Wednesday, 28 December 2011

Sarah Palin: You Betcha

I've always enjoyed Nick Broomfield's films. His quarry is usually some grotesque character in the public eye: Terre Blanche, Heidi Fleiss, Biggie and Tupac, Ailen Wuornos. A portrait is then built up through interviews in which Broofield himself is also visible, lumbering around with headphones and microphone, watched by a videocam in his car etc. There are faux-naif interviews  and stunts reminiscent of Michael Moore; but for all the film-about-making-a-film self-consciousness there is also a sense of real wide-eyed curiosity about the film's subject matter. Presumably Broomfield is an influence on Louis Theroux and Jon Ronson.

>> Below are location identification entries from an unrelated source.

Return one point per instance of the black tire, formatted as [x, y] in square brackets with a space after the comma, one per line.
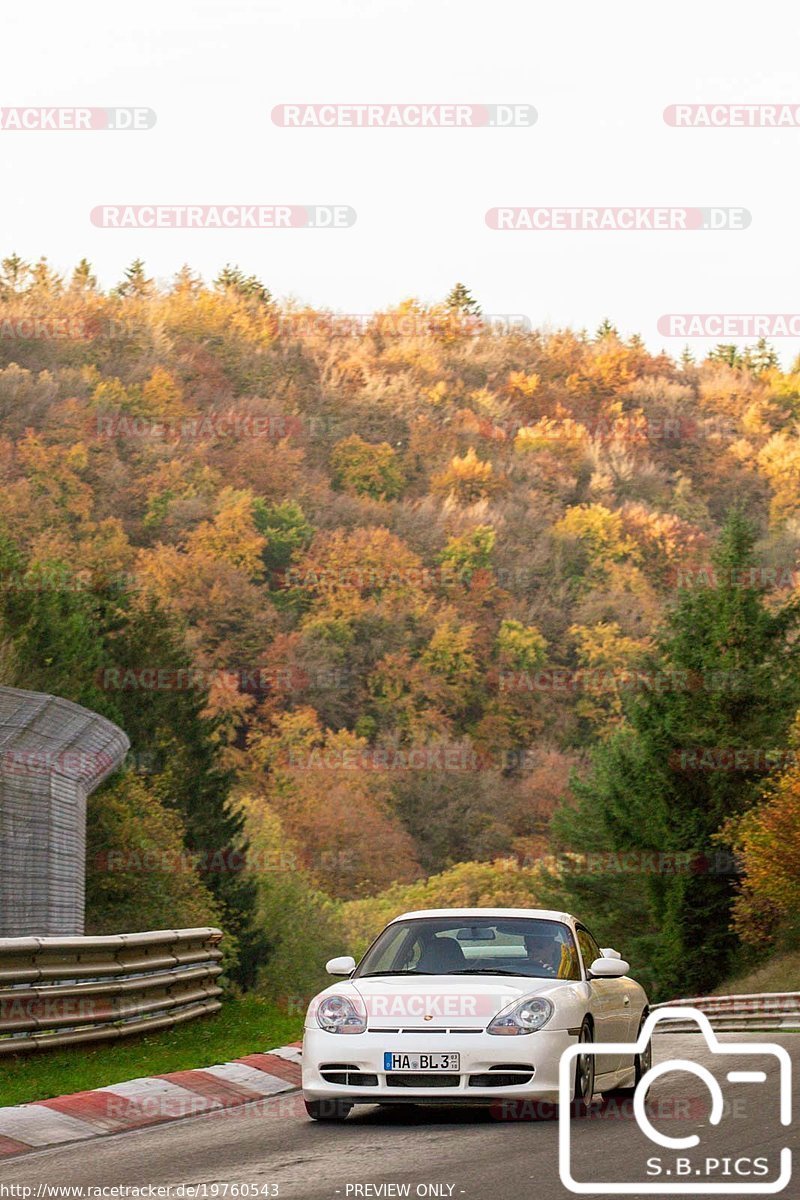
[642, 1063]
[328, 1110]
[583, 1086]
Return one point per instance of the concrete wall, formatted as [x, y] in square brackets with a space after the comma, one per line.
[53, 754]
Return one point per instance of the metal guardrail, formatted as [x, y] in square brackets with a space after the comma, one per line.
[765, 1011]
[59, 991]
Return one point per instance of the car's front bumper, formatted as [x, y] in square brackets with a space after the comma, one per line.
[481, 1055]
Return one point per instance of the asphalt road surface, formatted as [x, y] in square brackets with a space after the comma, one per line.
[457, 1153]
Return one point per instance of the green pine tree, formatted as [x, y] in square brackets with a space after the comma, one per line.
[461, 300]
[660, 785]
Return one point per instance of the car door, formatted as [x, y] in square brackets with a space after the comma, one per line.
[609, 1003]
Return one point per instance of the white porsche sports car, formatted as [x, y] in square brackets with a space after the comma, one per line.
[470, 1006]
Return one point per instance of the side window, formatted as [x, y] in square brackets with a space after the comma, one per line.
[569, 966]
[589, 948]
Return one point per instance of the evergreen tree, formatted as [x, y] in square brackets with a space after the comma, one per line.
[136, 282]
[663, 785]
[13, 275]
[726, 353]
[462, 301]
[83, 277]
[606, 330]
[232, 279]
[761, 357]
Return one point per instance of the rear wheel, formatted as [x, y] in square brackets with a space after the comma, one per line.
[328, 1110]
[642, 1063]
[583, 1087]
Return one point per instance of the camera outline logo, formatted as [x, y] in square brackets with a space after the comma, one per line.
[693, 1186]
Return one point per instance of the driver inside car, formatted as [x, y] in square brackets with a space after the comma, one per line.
[543, 953]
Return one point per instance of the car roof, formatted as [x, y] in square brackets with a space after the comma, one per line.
[541, 913]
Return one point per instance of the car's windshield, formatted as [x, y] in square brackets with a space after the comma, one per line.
[452, 946]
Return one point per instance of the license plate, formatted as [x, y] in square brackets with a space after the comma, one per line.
[421, 1061]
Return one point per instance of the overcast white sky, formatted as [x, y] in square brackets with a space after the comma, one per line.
[600, 77]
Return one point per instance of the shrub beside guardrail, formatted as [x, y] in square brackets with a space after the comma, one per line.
[59, 991]
[731, 1014]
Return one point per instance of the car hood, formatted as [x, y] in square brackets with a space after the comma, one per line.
[437, 1002]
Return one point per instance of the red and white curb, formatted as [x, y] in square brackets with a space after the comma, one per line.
[148, 1102]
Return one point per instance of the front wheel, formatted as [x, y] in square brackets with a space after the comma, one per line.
[328, 1110]
[583, 1087]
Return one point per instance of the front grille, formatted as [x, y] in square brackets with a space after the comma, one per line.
[500, 1079]
[348, 1074]
[427, 1080]
[425, 1029]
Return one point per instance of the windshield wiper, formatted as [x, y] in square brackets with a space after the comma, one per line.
[373, 975]
[519, 975]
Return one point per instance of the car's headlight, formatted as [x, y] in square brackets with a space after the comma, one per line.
[522, 1017]
[338, 1014]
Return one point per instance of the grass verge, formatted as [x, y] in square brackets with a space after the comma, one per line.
[245, 1025]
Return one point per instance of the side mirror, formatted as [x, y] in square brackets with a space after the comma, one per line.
[608, 969]
[343, 965]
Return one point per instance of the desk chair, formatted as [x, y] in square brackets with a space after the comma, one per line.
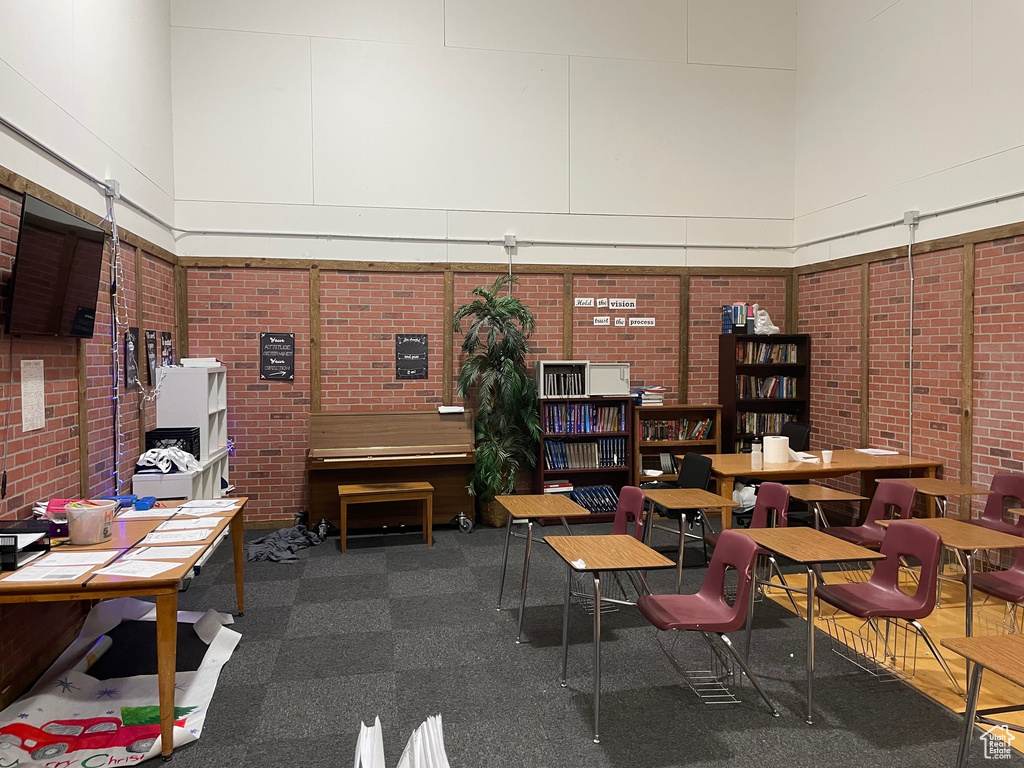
[881, 596]
[694, 472]
[709, 612]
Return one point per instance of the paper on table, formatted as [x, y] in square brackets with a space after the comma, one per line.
[77, 558]
[183, 524]
[143, 568]
[44, 573]
[162, 553]
[173, 537]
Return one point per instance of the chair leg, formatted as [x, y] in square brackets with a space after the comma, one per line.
[935, 652]
[750, 675]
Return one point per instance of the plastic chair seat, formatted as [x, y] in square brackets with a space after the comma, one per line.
[697, 612]
[867, 600]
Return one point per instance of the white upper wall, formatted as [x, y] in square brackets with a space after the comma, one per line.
[91, 79]
[905, 105]
[574, 111]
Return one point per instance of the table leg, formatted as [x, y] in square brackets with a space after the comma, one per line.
[238, 551]
[969, 714]
[597, 658]
[505, 559]
[167, 637]
[525, 577]
[565, 622]
[344, 524]
[810, 645]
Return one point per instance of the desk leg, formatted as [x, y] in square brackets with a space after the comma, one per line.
[167, 637]
[565, 622]
[238, 551]
[597, 658]
[725, 488]
[505, 559]
[810, 645]
[969, 715]
[525, 577]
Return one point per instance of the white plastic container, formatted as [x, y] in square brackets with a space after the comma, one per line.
[90, 524]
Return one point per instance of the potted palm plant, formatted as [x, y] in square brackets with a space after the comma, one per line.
[507, 423]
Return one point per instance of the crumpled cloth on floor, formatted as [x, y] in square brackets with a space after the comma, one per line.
[281, 546]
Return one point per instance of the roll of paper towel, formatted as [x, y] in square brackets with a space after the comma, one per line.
[776, 450]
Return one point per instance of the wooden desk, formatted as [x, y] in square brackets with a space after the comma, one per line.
[727, 467]
[598, 554]
[683, 500]
[127, 535]
[814, 495]
[1004, 654]
[940, 489]
[530, 508]
[809, 548]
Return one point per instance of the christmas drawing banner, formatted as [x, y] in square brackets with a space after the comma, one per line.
[72, 720]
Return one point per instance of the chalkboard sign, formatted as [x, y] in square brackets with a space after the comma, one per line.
[276, 356]
[411, 355]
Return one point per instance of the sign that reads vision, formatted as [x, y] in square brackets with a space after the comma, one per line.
[276, 356]
[622, 303]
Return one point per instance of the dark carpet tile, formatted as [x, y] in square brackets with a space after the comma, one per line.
[354, 653]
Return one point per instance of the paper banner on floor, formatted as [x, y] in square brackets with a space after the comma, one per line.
[76, 721]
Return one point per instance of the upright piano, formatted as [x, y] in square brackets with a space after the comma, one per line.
[351, 446]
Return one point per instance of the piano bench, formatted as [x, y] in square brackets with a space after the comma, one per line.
[374, 493]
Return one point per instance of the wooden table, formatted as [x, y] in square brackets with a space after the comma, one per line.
[966, 539]
[126, 536]
[727, 467]
[375, 493]
[598, 554]
[683, 500]
[809, 548]
[530, 508]
[940, 489]
[814, 495]
[1004, 654]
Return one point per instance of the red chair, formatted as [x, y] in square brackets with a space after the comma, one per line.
[709, 611]
[1008, 493]
[881, 596]
[892, 499]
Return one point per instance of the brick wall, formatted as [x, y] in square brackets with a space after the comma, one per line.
[707, 297]
[266, 420]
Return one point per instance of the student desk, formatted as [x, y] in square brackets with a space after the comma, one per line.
[595, 555]
[809, 548]
[727, 467]
[126, 536]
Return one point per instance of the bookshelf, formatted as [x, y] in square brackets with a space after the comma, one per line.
[585, 441]
[763, 381]
[673, 429]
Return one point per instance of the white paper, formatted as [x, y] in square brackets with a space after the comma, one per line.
[219, 503]
[192, 522]
[141, 568]
[43, 573]
[162, 553]
[173, 537]
[134, 514]
[33, 396]
[77, 558]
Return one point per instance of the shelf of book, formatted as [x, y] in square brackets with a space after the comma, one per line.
[754, 372]
[659, 432]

Last night More4 showed Broomfield's latest, Sarah Palin: You Betcha, in which, like Ian Hamilton looking for J D Salinger, Broomfield tries and  - of course - fails to get an interview with the former Governor of Alaska. He goes to Wasilla, where Palin started her political career as Mayor, and finds that everyone is either friend or foe of the Palin camp. The friends will not talk to him, nor will those who fear that retribution will follow. So Broomfield's interviewees are the foes, usually former allies who have been cast off somewhere on Palin's ruthless ascent. So the film is inevitably one-sided, but no less interesting for that: what we get is a portrait of power being wielded by someone whose vision of the world never gets above that of a street fight. So there is the with-us-or-against-us mentality, the sackings and vilifications of anyone perceived as a threat, the deep suspicion of thought and knowledge, and the constant need for an enemy to do battle with - here gays and abortions are the Evil One, an obsession fuelled by an evangelical group. Indeed, the fundamentalist evangelical background, it is proposed, is the key to understanding Palin - and, by extension, the Tea Party and the Republicans today. Manipulative and power-crazed figures can come from the left  as well as the right, of course, and the polularity they command suggests something about the power of media and the level of public education.

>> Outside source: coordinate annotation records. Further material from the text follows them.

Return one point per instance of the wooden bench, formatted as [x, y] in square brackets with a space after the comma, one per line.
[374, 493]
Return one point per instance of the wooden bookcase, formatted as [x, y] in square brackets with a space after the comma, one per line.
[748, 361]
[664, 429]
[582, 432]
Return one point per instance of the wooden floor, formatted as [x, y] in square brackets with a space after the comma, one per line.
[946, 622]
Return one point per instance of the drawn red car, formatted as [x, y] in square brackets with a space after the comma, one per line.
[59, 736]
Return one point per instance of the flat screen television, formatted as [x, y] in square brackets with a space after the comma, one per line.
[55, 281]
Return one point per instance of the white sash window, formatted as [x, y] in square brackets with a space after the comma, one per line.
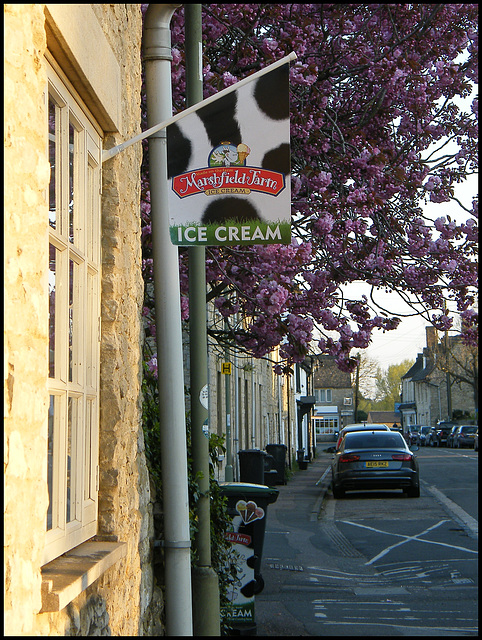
[74, 151]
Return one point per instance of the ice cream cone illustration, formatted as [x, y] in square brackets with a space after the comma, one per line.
[243, 152]
[241, 509]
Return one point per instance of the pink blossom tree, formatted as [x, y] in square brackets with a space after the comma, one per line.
[378, 130]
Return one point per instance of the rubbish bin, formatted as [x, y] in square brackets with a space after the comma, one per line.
[248, 507]
[278, 451]
[251, 465]
[270, 473]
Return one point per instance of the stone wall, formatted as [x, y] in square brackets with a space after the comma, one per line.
[27, 175]
[124, 600]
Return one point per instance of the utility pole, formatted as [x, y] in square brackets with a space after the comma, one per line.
[172, 413]
[205, 585]
[357, 385]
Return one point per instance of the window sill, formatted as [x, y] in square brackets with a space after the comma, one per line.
[64, 578]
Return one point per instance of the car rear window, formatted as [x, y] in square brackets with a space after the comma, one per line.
[468, 429]
[373, 440]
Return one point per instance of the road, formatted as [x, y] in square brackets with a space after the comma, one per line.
[375, 563]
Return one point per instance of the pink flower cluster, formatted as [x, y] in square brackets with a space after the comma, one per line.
[375, 90]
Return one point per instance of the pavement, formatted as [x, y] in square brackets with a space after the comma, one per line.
[295, 512]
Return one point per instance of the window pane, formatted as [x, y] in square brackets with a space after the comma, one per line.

I imagine this film will have been much more interesting to a British audience than an American one. Presumably over there anyone with any interest in politics knows all about troopergate, the disastrous interview in front of a turkey slaughter, the huge power of evangelicals and the gun lobby etc. And there must be scope for real naivety too. You have to wonder what, say, a Michael Moore film about Gordon Brown would look like. But for those of us who are vague about the exact details of Palin's career it was an entertaining briefing. I didn't think the stunts added much, and I was quite sympathetic to the mayor who kicked Broomfield & team out of his office, where they had  no business to be. The non-interview was non-suspenseful. Presumably Broomfield is one of an army of journalists who has been after any dirt on Palin, so their suspicion (especially given his track record with films, and hers with unscripted interviews) was understandable. It might have been interesting to learn more about the funding behind her campaigns: the film presented her as a driven Mean Girl, but might she not have been the script-reader for larger corporate interests? McCain's choice of Palin as a running partner was still a profound mystery at the end of the film.

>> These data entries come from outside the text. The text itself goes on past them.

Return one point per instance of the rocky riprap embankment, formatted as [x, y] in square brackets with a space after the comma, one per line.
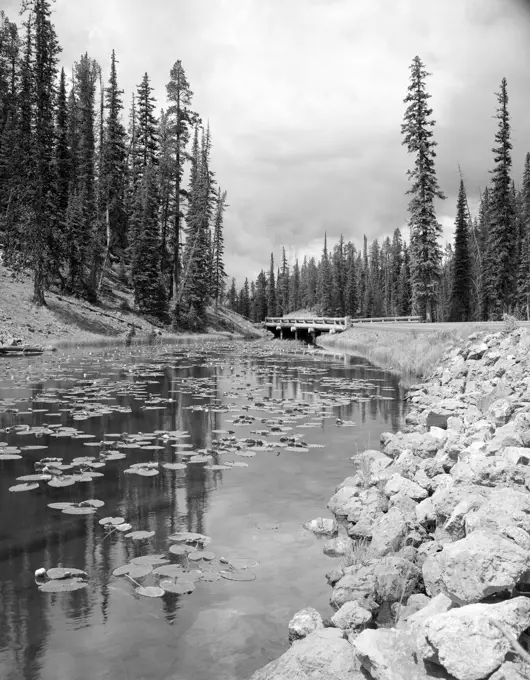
[435, 529]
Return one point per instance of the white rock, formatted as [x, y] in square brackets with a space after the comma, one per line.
[475, 567]
[466, 642]
[351, 615]
[303, 623]
[322, 526]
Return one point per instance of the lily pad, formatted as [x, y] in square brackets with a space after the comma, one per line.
[237, 575]
[63, 585]
[57, 573]
[115, 521]
[180, 549]
[201, 555]
[169, 570]
[177, 587]
[79, 510]
[27, 486]
[140, 535]
[150, 591]
[150, 559]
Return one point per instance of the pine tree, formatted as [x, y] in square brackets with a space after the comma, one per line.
[460, 305]
[179, 95]
[294, 288]
[272, 309]
[149, 294]
[351, 300]
[424, 228]
[261, 297]
[326, 282]
[501, 238]
[218, 270]
[114, 163]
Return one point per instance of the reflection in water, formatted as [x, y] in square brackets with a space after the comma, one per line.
[224, 629]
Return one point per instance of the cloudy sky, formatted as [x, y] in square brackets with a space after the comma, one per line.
[305, 101]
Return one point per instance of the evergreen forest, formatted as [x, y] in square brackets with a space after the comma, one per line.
[81, 191]
[483, 275]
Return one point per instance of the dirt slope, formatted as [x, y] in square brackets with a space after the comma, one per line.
[67, 319]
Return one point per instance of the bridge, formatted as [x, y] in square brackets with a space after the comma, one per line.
[310, 327]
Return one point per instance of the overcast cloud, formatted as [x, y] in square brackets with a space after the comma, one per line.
[305, 101]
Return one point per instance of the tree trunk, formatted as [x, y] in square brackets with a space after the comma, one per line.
[106, 253]
[38, 283]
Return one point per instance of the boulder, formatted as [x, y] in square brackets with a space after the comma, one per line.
[389, 532]
[344, 501]
[357, 585]
[400, 485]
[390, 654]
[337, 547]
[303, 623]
[504, 507]
[322, 655]
[466, 641]
[395, 579]
[351, 616]
[475, 567]
[322, 526]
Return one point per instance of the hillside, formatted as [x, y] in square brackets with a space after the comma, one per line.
[68, 320]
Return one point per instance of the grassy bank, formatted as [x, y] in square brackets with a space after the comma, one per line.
[67, 321]
[413, 354]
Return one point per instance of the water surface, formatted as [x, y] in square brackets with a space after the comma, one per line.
[223, 630]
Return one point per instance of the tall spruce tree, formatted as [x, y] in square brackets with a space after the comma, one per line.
[501, 245]
[425, 231]
[271, 291]
[179, 96]
[460, 305]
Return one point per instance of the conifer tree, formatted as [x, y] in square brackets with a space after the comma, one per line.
[425, 231]
[272, 309]
[180, 96]
[149, 294]
[326, 282]
[501, 244]
[461, 271]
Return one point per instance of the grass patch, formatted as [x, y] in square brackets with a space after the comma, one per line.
[412, 354]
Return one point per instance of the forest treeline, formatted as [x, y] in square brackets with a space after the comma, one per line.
[81, 191]
[484, 274]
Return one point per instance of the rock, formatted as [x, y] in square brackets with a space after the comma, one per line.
[351, 615]
[399, 485]
[512, 670]
[466, 642]
[477, 351]
[500, 411]
[395, 579]
[303, 623]
[390, 654]
[322, 526]
[358, 585]
[389, 532]
[504, 507]
[516, 455]
[475, 567]
[344, 501]
[337, 547]
[415, 602]
[334, 575]
[322, 655]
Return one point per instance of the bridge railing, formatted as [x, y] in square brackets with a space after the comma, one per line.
[389, 319]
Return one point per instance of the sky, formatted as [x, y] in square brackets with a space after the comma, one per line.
[305, 102]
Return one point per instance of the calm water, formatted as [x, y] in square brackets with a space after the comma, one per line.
[225, 629]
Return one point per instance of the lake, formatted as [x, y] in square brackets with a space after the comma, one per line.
[261, 438]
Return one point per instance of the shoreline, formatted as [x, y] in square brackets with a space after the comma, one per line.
[433, 535]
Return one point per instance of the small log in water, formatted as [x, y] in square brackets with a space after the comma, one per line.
[20, 349]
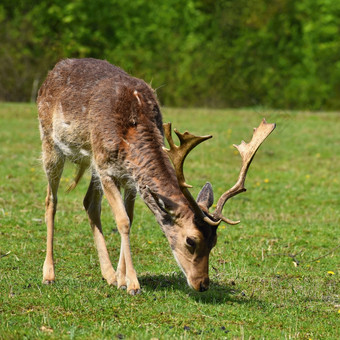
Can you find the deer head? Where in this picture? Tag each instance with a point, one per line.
(192, 239)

But the real strength of the piece was as an analysis of power and its destructive effects: I recently read someone correcting Acton's 'Power corrupts' to 'power exposes' and this film confirmed that this was closer to the mark. In the spotlight, every act of pettiness, and the pain it causes, simply becomes more visible. The Alaskan setting (collections of antlers!) added to the exotic feel of the whole thing, for a Brit viewer at any rate.